By: Joe Strupp
The Sun of Baltimore on Monday filed an appeal in its lawsuit against Maryland Gov. Robert L. Ehrlich Jr., one month after a federal judge dismissed the paper’s suit and ruled the governor had the right to ban state employees from speaking to two Sun writers, the paper reported Tuesday.
In a one-page notice, the paper appealed to the 4th U.S. Circuit Court of Appeals in Richmond, Va. A three-judge panel of the court will hear oral arguments in the case, and an opinion could come with a few months.
Last month, U.S. District Judge William D. Quarles Jr. dismissed the Sun’s lawsuit against the governor and refused to lift the ban, now four months old, that targets State House bureau chief David Nitkin and columnist Michael Olesker.
“We have this terrible precedent that was set by Judge Quarles,” Sun Editor Timothy A. Franklin said in Tuesday’s paper. “We think he ignored the First Amendment arguments in the case and misinterpreted the level of access we’re seeking. We’re not asking for special access. We’re just asking for the same level of access as every other citizen.”

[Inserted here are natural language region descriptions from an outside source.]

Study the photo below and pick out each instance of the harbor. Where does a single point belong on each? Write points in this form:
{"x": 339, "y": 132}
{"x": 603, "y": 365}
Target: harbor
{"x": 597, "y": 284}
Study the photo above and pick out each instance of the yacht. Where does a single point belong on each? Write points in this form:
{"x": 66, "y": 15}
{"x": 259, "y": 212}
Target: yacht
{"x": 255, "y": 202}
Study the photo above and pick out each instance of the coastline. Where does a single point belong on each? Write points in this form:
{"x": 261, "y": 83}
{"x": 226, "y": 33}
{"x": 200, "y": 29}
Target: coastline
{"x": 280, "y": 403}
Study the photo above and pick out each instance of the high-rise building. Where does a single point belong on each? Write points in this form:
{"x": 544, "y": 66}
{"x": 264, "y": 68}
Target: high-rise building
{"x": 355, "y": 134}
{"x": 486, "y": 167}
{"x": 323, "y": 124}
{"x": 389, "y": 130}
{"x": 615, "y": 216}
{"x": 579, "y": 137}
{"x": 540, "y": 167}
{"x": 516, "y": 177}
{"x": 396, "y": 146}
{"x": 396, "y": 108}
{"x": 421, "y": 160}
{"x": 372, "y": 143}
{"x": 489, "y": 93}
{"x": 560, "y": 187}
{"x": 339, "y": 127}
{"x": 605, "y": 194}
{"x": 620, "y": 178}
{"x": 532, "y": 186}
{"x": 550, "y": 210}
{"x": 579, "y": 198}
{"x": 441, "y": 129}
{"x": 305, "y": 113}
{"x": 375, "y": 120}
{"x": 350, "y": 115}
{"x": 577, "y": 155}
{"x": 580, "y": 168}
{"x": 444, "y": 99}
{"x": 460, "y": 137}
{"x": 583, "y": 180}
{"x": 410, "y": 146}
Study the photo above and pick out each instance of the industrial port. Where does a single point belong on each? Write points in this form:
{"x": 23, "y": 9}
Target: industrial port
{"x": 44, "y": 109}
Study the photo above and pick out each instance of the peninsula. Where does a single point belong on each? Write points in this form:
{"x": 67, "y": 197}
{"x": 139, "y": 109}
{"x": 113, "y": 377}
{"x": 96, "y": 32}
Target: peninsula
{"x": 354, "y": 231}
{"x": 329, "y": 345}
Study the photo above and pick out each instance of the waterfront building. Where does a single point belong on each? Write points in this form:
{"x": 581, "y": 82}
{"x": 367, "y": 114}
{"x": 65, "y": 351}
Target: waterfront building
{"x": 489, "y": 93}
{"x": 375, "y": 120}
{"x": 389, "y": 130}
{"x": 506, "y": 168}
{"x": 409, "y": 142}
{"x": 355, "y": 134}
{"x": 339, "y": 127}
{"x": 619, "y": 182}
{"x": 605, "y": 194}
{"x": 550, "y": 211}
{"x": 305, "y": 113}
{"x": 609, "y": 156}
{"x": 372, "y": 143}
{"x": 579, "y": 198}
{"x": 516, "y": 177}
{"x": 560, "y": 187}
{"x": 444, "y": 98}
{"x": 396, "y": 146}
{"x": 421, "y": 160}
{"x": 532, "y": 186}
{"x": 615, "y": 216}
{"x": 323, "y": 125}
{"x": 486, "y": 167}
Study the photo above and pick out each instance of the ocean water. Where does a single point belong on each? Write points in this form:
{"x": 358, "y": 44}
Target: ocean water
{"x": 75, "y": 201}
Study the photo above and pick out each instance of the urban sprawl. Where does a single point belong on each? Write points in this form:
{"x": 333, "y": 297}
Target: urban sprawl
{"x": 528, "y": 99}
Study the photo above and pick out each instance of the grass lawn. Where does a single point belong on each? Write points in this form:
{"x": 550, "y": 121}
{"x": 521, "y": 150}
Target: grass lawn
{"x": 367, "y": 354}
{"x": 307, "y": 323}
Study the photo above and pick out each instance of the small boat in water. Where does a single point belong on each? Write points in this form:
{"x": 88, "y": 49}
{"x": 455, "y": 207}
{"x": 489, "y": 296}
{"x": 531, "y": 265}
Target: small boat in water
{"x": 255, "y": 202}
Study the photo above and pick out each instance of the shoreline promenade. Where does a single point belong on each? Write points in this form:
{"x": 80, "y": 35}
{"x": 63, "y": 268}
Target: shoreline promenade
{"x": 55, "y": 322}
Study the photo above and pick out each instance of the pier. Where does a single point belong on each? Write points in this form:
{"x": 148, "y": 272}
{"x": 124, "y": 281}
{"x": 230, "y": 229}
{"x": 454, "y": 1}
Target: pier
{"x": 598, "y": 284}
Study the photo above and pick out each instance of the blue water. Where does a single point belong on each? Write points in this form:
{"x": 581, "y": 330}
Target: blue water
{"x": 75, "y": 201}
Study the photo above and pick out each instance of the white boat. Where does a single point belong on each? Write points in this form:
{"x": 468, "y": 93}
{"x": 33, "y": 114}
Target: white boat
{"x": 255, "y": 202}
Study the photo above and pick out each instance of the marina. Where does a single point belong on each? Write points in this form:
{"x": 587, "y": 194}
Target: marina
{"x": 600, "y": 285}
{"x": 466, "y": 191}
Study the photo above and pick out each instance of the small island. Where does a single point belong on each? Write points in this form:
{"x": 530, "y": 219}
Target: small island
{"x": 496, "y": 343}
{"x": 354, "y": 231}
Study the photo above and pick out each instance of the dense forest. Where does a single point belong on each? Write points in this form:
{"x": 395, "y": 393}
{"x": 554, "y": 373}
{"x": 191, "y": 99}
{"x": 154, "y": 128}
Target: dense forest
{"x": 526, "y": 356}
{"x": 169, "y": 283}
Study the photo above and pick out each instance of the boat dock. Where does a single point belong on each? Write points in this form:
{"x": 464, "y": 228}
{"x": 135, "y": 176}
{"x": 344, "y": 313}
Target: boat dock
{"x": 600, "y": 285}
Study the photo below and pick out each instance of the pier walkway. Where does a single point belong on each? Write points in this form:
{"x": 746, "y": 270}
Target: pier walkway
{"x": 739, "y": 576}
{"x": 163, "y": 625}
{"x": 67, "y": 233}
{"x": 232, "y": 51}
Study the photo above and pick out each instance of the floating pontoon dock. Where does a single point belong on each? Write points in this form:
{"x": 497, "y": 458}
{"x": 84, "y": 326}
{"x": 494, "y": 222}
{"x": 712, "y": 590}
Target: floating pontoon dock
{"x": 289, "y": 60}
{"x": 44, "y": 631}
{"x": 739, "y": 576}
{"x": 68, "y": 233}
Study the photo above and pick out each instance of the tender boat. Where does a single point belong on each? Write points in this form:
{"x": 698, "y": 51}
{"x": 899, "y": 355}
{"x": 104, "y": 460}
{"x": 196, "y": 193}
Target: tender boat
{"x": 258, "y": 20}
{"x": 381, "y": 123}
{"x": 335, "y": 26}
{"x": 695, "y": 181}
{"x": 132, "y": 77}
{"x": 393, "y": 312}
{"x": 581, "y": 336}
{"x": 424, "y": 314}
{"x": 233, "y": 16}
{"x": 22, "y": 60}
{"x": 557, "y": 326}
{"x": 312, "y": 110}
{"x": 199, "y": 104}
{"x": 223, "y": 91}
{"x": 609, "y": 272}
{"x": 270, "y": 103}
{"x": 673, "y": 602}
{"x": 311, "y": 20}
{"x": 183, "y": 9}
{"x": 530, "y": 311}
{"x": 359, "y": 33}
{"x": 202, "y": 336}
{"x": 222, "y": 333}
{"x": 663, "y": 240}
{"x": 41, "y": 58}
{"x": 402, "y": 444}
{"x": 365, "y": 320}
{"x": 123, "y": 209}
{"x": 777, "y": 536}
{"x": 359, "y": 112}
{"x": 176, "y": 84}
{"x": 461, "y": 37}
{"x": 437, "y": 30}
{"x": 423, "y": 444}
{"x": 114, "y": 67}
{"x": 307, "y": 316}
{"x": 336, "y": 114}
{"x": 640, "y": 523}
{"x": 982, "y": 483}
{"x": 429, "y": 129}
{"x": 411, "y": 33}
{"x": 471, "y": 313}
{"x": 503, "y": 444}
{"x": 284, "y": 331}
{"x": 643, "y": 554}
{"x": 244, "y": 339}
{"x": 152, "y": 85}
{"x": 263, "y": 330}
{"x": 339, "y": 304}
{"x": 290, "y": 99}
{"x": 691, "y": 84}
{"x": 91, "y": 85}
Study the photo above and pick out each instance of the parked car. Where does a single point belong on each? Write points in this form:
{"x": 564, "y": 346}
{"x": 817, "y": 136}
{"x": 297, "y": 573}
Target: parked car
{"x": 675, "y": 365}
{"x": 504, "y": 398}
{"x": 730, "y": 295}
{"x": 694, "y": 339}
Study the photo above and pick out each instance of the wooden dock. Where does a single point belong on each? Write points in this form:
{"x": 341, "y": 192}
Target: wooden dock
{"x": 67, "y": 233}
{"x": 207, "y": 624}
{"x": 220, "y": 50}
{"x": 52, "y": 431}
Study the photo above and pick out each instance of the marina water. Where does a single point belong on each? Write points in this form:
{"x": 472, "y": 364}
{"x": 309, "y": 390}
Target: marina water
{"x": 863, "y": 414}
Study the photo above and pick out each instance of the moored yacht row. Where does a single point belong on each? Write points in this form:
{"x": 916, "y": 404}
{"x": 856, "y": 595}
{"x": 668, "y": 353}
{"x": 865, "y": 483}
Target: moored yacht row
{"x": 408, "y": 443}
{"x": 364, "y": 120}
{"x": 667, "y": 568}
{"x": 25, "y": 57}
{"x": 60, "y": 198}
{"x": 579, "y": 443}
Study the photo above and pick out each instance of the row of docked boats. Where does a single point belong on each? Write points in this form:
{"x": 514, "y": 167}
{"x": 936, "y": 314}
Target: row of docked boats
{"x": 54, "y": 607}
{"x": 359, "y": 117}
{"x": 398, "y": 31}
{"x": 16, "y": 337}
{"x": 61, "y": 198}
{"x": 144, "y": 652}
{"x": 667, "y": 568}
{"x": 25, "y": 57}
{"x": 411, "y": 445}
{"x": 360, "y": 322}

Last November, Ehrlich’s office banned state employees from speaking with Nitkin and Olesker, saying they were “failing to objectively report” on the administration, the paper noted.
The Sun argues that the ban violates the First Amendment rights of the two journalists by denying them the same opportunities to seek information as other news organizations and citizens. A spokeswoman for Ehrlich told the paper the governor’s office had no comment on the appeal.